Enduring Beauty: Seminole Art and Culture
ORLANDO, February 21, 2018 – The Orlando Museum of Art (OMA) is pleased to present Enduring Beauty: Seminole Art and Culture, a premiere exhibition drawn entirely from the important collection of American Indian art held by Winter Park residents I.S.K. “Keith” Reeves V and Sara W. Reeves. Considered to be the largest collection of Florida Seminole material in the world, held in private hands, Enduring Beauty covers Seminole art and culture from the 1820s through the present.
On view from March 22 – July 8, 2018, Enduring Beauty celebrates many aspects of Seminole culture, one being the spectacular design and craftsmanship of Seminole men’s big shirts created between 1915-1940. These brilliantly colored garments decorated with appliqué and patchwork are perhaps the most iconic expressions of Seminole art. Also included are examples of women’s and children’s clothing with the same richly decorated treatments. Much older are bandolier bags, sashes, leggings and other apparel worn by the Seminole as early as the 1820s. These are decorated with intricate beadwork in patterns that are often inspired by nature. Other artforms include dolls clothed in Seminole style, beadwork necklaces and finely woven sweet grass baskets with embroidery decoration.
The history of Seminole life and the variety of their distinctive adornment can also be seen in photographs, paintings and prints dating from the 19th and 20th centuries. The Reeves’ important collection of original historic photography includes images of Seminole lifestyle in the Everglades and proud portraits of families and noted individuals. 19th century color lithographs feature prominent Seminole leaders, many of whom were well known to the public at the time. Also, within this extensive exhibition is a group of paintings by Native American artist Harrison Begay, depicting varied Seminole cultural practices such as hunting, making canoes and dancing. Another highlight of the exhibition’s visual documentation will be an archival black and white film of traditional Seminole dance.

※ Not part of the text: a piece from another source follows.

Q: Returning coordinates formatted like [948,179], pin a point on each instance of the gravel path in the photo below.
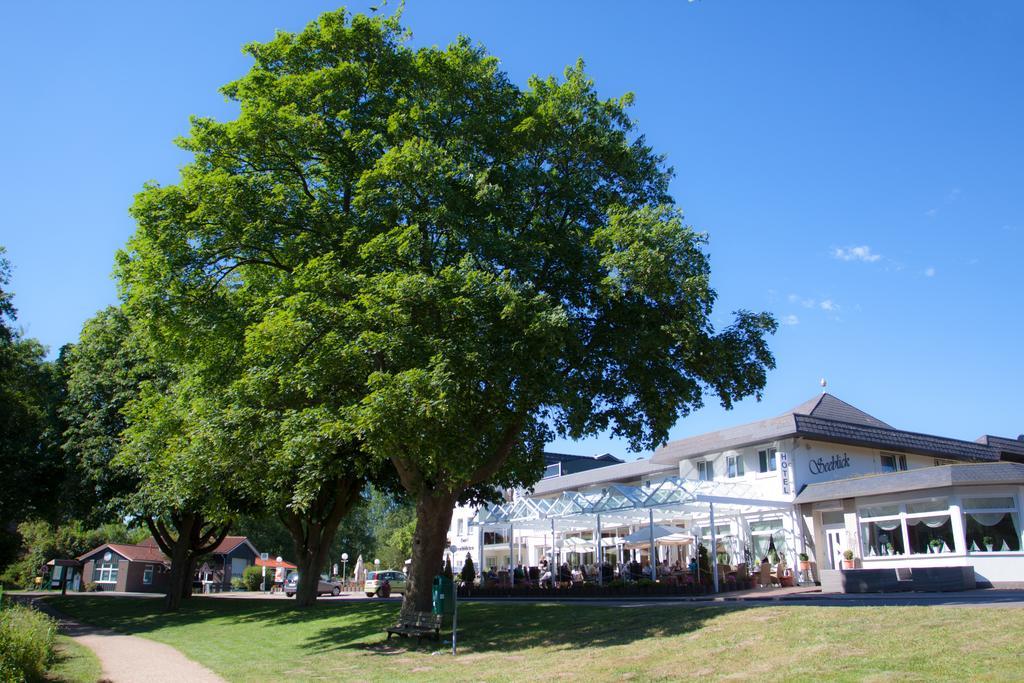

This exceptional collection was formed over the course of 40 years, around the Reeves’ respect for the long history of perseverance of the Seminole during the formative years of the State. In an effort to remain in their Florida homeland, the Seminole faced three wars against forced Federal removal to Oklahoma during the years 1817-1858. Following these wars, the roughly 300 Seminoles who did not surrender settled in the Everglades where the rugged environment provided a natural defense. Today, thousands of descendants of those few survivors live and thrive on six reservations in the state of Florida.
The Reeves state that, “The fact that the Seminole never surrendered and are flourishing today is a testament to the strength of their culture. We believe that every citizen of Florida, and every guest who visits Florida, should know about their history of endurance and achievement. For these reasons, we are pleased to share our collection of beautiful and enduring Seminole art within this singular exhibition.”